The victims' relatives regard that missing evidence as potentially crucial in proving their premise that the Saudi kingdom was complicit in the attacks. That thesis forms the basis of a pending federal lawsuit in New York though U.S. investigations have not conclusively established such a link.
Among the pieces of evidence the families say the FBI has failed to produce are phone records of calls between conspirators in the attacks, records of witness interviews and a photograph of a Saudi diplomat with two of the hijackers outside a southern California mosque. The families had also asked the FBI to turn over a video they say shows a Saudi national hosting a party for two of the hijackers, but the FBI last year said it had looked for the recording and had so far been unable to find it.

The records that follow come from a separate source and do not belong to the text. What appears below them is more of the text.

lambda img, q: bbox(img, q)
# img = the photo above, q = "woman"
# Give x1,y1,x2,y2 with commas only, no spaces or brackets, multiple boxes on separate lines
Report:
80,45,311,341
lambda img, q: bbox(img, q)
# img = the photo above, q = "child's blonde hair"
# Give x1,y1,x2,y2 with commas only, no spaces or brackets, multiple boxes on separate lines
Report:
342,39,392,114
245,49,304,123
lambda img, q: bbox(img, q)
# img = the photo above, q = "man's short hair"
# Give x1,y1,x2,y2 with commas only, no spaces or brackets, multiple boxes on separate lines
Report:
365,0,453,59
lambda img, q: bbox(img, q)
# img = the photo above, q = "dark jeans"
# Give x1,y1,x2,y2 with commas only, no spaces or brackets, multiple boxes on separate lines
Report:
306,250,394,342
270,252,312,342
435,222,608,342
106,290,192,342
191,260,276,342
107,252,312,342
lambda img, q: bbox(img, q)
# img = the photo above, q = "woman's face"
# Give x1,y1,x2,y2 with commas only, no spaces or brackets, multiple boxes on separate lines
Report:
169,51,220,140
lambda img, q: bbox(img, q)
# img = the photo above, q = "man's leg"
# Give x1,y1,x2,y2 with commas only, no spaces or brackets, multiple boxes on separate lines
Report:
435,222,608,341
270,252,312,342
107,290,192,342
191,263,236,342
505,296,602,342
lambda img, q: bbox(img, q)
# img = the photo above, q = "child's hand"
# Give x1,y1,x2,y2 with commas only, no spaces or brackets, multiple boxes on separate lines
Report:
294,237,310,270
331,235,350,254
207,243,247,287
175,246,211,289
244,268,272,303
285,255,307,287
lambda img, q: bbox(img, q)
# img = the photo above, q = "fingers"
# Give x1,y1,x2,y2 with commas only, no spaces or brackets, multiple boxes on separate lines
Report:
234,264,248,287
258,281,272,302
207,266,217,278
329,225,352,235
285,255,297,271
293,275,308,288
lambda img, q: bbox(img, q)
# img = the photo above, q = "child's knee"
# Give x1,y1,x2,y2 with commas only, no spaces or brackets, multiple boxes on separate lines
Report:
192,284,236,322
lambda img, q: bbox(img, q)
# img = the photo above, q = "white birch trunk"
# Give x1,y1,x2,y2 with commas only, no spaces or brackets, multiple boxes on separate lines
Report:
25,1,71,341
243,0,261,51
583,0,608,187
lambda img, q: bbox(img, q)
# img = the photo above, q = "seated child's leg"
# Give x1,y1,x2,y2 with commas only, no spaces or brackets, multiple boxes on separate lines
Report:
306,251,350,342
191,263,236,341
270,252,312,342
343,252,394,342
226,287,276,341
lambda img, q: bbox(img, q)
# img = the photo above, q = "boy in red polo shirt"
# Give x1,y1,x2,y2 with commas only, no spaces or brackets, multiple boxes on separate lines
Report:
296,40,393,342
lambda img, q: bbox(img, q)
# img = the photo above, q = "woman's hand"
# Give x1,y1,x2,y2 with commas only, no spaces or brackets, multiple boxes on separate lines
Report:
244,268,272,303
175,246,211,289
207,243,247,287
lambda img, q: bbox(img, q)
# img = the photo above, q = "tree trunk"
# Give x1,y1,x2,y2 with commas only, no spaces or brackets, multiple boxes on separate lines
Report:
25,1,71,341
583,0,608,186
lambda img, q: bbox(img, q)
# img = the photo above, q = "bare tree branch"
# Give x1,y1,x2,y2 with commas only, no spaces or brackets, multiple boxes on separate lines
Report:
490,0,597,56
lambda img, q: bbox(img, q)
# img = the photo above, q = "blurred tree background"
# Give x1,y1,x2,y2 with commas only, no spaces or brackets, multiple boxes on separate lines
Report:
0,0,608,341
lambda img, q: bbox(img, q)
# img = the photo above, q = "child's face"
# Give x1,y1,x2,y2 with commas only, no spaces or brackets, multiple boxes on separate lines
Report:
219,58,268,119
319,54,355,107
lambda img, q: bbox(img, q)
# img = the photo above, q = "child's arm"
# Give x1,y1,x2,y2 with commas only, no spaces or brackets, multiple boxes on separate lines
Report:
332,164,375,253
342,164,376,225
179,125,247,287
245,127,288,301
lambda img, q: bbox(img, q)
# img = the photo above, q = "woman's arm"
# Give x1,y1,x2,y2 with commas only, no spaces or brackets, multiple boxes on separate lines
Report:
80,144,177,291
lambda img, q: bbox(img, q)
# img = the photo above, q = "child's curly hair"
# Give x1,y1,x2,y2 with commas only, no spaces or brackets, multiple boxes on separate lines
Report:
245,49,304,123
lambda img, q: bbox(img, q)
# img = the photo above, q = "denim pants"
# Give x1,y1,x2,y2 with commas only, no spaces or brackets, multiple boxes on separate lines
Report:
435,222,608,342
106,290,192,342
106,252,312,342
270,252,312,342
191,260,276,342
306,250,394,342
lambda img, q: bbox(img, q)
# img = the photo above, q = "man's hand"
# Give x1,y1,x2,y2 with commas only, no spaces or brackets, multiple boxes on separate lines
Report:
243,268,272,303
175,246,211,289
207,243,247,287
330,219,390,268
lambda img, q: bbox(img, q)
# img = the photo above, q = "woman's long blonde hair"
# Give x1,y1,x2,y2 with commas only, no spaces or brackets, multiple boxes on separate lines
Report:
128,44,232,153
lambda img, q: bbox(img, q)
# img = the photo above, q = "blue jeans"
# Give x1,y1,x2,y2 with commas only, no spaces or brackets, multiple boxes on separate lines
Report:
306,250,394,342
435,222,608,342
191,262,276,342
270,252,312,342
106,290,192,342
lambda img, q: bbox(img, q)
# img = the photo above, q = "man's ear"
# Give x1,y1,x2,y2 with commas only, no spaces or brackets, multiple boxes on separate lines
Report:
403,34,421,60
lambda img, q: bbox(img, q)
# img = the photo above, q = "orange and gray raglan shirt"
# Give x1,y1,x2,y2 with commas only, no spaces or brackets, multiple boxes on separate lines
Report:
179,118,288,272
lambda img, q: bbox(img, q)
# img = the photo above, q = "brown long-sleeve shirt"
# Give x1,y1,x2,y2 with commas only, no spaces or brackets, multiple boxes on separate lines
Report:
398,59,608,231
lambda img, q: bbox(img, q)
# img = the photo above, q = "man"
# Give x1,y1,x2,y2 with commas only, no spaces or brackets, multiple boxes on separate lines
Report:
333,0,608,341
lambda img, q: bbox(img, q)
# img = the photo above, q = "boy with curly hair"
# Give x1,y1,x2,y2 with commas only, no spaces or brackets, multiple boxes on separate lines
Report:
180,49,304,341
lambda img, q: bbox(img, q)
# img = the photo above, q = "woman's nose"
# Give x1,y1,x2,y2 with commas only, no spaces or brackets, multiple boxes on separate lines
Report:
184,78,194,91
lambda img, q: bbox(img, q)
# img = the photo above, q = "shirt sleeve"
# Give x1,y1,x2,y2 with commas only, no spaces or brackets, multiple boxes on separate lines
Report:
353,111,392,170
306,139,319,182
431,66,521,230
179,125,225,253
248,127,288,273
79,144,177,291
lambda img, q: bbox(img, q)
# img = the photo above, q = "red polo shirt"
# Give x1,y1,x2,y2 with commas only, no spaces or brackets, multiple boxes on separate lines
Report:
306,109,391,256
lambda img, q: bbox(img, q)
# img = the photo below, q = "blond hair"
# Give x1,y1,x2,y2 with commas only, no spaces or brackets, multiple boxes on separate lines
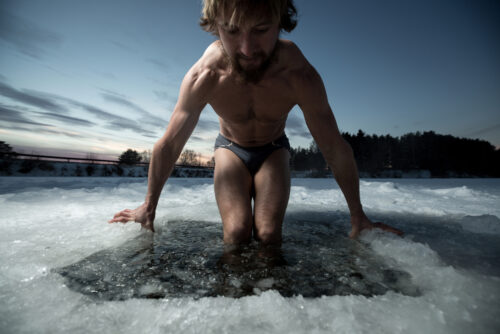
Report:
200,0,297,35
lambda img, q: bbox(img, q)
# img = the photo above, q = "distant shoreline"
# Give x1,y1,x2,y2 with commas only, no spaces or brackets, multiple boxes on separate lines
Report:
0,159,494,179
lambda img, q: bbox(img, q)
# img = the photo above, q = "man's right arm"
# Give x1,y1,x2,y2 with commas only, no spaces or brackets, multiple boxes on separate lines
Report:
109,63,216,231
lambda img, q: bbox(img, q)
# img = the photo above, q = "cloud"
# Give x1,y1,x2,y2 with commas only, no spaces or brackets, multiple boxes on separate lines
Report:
0,6,63,59
0,82,67,113
147,58,171,71
37,112,96,126
101,91,168,129
0,105,48,127
0,82,162,138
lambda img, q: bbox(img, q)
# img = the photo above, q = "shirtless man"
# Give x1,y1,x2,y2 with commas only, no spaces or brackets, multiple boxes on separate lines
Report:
109,0,402,244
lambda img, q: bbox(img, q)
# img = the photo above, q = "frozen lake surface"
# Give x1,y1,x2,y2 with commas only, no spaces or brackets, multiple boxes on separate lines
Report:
0,177,500,333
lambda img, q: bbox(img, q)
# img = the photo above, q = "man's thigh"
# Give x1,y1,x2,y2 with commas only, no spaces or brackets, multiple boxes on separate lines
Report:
214,148,253,244
254,148,290,243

“The FBI has a duty to retain its 9/11 evidence and has sophisticated computer systems to maintain its files and run searches on them,” says the complaint, which was filed on behalf of more than 3,500 victims' relatives, first responders and survivors. “A routine search must be able to locate critical documents from the most serious criminal investigation ever conducted by the FBI."
The FBI in some instances said it had searched for but could not locate the evidence that the families had requested. In the case of a photograph that victims’ families say depicts a meeting outside the mosque with two of the hijackers, Nawaf al-Hazmi and Khalid al-Mihdhar, the FBI said two cases agents were not aware of it and "its search did not reveal the photograph," the complaint said.
The Justice Department revealed last month that the FBI had recently concluded an investigation that examined certain 9/11 hijackers and potential co-conspirators, and that it would now work to see if it could share information that it had previously determined could not be disclosed.
But, the families said Thursday, “thus far, no additional substantive material has been produced, and the FBI has not agreed to make a further effort to find its missing documents.”
The complaint urges Inspector General Michael Horowitz to “examine whether one or more FBI officials committed willful misconduct with intent to destroy or secrete evidence to avoid its disclosure.”
Many victims' families have long alleged a closer connection between the Saudi kingdom and the hijackers than the U.S. government has acknowledged, and allege in a lawsuit in New York that Saudi officials gave critical support to the first two hijackers who arrived in America before the attacks.
Though the families filed a complaint with the inspector general's office, there is no obligation on Horowitz to open an investigation.
Spokespeople for the inspector general and the FBI declined to comment Thursday.